Adapt the paths and accounts in sbatch/train_scene_motion_juwels.sh to your setup to train a SceneMotion model on a Juwels-like cluster with a Slurm system and at least 1 node with 4 A100 GPUs. The training is configured for the Waymo Open Motion dataset.

To train the model for marginal motion forecasting, add model.interactive_challenge=False and model.train_metric.winner_takes_all=hard1 to the srun command in the train script.

Reference

@inproceedings{wagner2024scenemotion,
  title={SceneMotion: From Agent-Centric Embeddings to Scene-Wide Forecasts},
  author={Wagner, Royden and Tas, {\"O}mer Sahin and Steiner, Marlon and Konstantinidis, Fabian and K{\"o}nigshof, Hendrik and Klemp, Marvin and Fernandez, Carlos and Stiller, Christoph},
  booktitle={International Conference on Intelligent Transportation Systems (ITSC)},
  year={2024}
}

JointMotion: Joint Self-Supervision for Joint Motion Prediction

JointMotion

JointMotion is a self-supervised pre-training method that improves joint motion prediction.

(a) Connecting motion and environments: Our scene-level objective learns joint scene representations via non-contrastive similarity learning of motion sequences $M$ and environment context $E$.

(b) Masked polyline modeling: Our instance-level objective refines learned representations via masked autoencoding of multimodal polyline embeddings (i.e., motion, lane, and traffic light data).

More details

Adapt the paths and accounts in sbatch/pre_train_joint_motion_scene_transformer_juwels.sh to your setup to pre-train a Scene Transformer model with the JointMotion objective on a Juwels-like cluster with a Slurm system and at least 1 node with 4 A100 GPUs. The pre-training is configured for the Waymo Open Motion dataset and takes 10h. The Scene Transformer model is based on the implementation in HPTR and uses their decoder.

Reference

@inproceedings{wagner2024jointmotion,
  title={JointMotion: Joint Self-Supervision for Joint Motion Prediction},
  author={Wagner, Royden and Tas, Omer Sahin and Klemp, Marvin and Fernandez, Carlos},
  booktitle={Conference on Robot Learning (CoRL)},
  year={2024},
}

Other methods

Wayformer: Motion Forecasting via Simple & Efficient Attention Networks

Wayformer

Wayformer models take multimodal scene data as input, project it into a homogeneous (i.e., same dim) token format, and transform learned seeds (i.e., trajectory anchors) into multimodal distributions of trajectories.

We provide an open-source implementation of the Wayformer model with an early fusion scene encoder and multi-axis latent query attention. Our implementation is a refactored version of the AgentCentricGlobal model from the HPTR repo with improved performance (higher mAP scores).
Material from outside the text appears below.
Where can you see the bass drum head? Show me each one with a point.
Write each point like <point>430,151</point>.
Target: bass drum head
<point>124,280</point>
The hyperparameters defined in configs/model/ac_wayformer.yaml follow the ones in Table 4 (see Appendix D in the Wayformer paper) except the number of decoders is 1 instead of 3.

More details

We use the polyline representation of MPA (Konev, 2022) as input and the non-maximum supression (NMS) algorithm of MTR (Shi et. al., 2023) to generate 6 trajetories from the predicted 64 trajectories.
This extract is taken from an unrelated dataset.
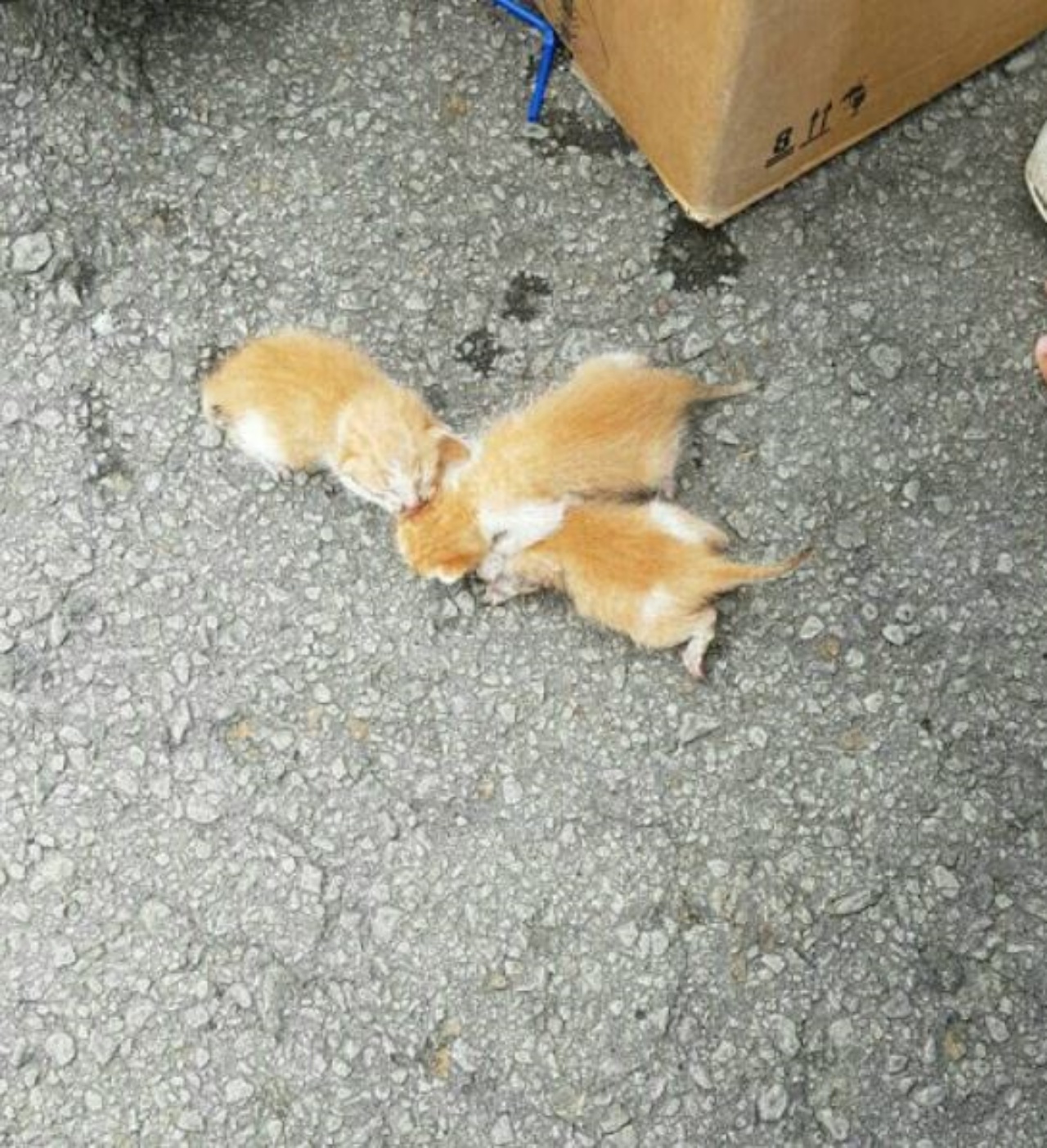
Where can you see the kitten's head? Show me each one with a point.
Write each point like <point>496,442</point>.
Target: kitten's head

Adapt the paths and accounts in sbatch/train_wayformer_juwels.sh to your setup to train a Wayformer model on a Juwels-like cluster with a Slurm system and at least 2 nodes with 4 A100 GPUs each. The training is configured for the Waymo Open Motion dataset and takes roughly 24h.

Reference

@inproceedings{nayakanti2023wayformer,
  title={Wayformer: Motion forecasting via simple \& efficient attention networks},
  author={Nayakanti, Nigamaa and Al-Rfou, Rami and Zhou, Aurick and Goel, Kratarth and Refaat, Khaled S and Sapp, Benjamin},
  booktitle={International Conference on Robotics and Automation (ICRA)},
  year={2023},
}

Acknowledgements

This repo builds upon the great work HPTR by @zhejz.